Review: A Veritable Household Pet by Viggy Parr Hampton

cover of A Veritable Household PetA Veritable Household Pet by Viggy Parr Hampton
Horror Humor Hunger Press (January 2026)
Reviewed by Haley Newlin

Viggy Parr Hampton is a force to be reckoned with in her medical-body horror novel, A Veritable Household Pet. It’s a blistering indictment of patriarchal power and a tragic story of the nightmare that is the theft of autonomy and identity, a quiet and constant terror women know all too well.

Darla Gregory had a lobotomy at eleven years old, and like so many women forced into this “treatment” with the promise of improved mental health (behavior), she was never the same. Her sister becomes her reluctant keeper as tragedy after tragedy befalls the family in an endless, living nightmare. 

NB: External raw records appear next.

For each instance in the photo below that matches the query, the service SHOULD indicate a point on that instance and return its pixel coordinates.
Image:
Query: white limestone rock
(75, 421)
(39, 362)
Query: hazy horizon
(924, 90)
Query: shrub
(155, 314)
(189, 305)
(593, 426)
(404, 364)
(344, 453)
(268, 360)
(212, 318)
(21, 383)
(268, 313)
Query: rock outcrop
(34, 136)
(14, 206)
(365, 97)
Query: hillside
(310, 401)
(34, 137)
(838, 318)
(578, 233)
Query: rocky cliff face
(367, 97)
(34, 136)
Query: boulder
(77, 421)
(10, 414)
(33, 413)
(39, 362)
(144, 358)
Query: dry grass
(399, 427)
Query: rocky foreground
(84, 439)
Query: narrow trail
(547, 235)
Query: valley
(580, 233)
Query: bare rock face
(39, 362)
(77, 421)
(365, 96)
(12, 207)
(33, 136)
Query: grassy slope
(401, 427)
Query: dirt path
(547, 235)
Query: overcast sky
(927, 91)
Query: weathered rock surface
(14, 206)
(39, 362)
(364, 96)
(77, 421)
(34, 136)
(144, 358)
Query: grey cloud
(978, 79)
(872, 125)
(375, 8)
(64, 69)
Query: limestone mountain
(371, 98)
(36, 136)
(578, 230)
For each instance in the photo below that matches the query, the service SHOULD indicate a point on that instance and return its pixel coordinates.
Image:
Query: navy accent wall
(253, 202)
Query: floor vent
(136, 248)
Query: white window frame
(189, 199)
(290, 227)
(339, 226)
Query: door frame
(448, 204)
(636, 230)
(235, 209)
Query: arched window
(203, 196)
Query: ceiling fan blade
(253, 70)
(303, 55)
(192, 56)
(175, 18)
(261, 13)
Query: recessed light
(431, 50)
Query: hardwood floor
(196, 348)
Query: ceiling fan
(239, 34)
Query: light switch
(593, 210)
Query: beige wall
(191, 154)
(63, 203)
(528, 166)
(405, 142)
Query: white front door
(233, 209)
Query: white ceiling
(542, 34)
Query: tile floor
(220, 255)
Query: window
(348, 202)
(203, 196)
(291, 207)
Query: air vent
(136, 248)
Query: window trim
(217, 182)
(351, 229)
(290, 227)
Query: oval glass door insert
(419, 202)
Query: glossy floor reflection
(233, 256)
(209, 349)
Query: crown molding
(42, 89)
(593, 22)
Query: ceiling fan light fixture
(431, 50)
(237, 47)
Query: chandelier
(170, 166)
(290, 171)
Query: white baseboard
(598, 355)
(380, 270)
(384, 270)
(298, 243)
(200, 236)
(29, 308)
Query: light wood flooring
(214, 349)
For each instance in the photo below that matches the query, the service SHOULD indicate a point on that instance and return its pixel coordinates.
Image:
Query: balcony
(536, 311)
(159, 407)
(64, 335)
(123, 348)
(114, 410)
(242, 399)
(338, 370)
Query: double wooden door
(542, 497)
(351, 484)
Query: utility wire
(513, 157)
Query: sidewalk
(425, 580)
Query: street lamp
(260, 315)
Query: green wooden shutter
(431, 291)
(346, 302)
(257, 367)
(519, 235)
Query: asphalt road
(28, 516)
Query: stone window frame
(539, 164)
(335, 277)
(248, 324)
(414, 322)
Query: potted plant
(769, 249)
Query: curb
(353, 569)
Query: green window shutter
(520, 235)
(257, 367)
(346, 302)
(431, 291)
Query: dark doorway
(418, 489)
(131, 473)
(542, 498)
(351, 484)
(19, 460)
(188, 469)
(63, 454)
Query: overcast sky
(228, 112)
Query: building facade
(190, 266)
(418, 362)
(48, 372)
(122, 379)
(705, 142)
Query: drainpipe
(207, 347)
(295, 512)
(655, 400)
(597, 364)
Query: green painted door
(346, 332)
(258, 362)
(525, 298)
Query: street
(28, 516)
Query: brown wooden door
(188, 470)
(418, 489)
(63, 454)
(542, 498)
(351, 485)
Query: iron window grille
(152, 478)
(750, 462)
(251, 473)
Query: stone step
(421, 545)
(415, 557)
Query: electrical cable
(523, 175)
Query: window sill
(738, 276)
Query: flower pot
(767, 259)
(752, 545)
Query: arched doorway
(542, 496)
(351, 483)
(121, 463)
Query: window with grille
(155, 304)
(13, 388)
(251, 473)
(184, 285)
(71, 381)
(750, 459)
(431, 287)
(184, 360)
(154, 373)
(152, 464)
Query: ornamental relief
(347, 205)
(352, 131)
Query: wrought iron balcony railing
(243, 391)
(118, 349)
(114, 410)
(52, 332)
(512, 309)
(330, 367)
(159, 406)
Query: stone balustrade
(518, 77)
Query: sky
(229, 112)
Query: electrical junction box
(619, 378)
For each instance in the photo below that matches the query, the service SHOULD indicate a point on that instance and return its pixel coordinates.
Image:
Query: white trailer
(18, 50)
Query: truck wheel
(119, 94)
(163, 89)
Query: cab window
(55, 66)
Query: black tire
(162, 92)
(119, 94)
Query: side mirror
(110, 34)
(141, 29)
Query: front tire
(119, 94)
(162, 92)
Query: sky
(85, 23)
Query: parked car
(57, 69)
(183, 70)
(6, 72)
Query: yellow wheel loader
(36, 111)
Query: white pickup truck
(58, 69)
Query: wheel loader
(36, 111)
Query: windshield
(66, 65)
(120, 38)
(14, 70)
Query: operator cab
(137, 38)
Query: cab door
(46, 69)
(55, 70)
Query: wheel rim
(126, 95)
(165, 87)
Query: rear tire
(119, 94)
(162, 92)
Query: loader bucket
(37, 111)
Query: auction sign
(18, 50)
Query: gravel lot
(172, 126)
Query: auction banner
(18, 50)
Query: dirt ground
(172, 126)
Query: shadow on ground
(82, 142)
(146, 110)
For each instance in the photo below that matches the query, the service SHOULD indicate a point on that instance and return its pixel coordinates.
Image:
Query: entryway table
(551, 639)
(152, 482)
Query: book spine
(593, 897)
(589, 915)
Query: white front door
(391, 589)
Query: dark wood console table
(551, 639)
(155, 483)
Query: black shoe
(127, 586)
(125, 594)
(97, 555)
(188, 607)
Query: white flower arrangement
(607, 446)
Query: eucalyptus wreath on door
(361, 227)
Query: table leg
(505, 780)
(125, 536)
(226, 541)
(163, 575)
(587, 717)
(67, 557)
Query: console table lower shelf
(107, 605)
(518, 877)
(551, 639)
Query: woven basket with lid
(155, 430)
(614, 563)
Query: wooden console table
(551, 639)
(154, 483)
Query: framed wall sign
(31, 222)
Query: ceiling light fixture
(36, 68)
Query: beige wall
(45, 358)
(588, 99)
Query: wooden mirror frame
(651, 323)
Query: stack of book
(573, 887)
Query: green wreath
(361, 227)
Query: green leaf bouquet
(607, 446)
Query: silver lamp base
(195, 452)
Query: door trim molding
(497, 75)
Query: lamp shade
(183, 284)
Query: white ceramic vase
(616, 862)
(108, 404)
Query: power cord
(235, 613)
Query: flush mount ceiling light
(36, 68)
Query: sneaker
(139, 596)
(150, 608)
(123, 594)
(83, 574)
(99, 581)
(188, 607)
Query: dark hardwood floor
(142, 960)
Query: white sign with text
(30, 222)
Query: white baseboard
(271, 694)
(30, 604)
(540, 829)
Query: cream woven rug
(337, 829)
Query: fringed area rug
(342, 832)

Told through the sisters’ dual perspectives, the story unfolds as a chronicle of woes. Hampton’s ingenious depiction of the barbarity of lobotomies and the procedures’ catastrophic impact is sharp as a blade, making for an unputdownable read. 

A Veritable Household Pet is infuriating and tragically evocative. Readers can’t help but put themselves in Darla’s shoes. She’s a terrified child punished for her fear of vomiting, emetophobia, and eventually rejected by everyone she knows, including her parents. She’s kept away from neighbors, never to be seen. I found myself thinking of Rosemary Kennedy, who suffered a botched lobotomy in 1941 at just twenty-three years old and was left unable to speak or walk properly ever again. She was institutionalized for life. Though Darla lives with a caretaker and her sister, she’s very much imprisoned, unable to fend for herself, distinguish right from wrong, or communicate effectively. She is trapped in her body without control of it. This claustrophobic horror will make readers tear through the pages, frenzied by the need-to-know-more thrill that the best books conjure. 

Shame is such an accelerant in A Veritable Household Pet and explains so much of the novel’s most horrific, yet historically accurate, moments. That’s what makes this book so terrifying: there’s no monster under the bed or demon lurking in the dark; the ultimate evil is the persecution of women and the dehumanization of those deemed mentally ill. 

It’s also what makes the story feel so believable, as if you were reading the most traumatizing real-life memoir. 

For fans of A. Rushby’s Slashed Beauties, The Lamb by Lucy Rose, and V.C. Andrews. A Veritable Household Pet might be one of the most important horror books you’ll read all year.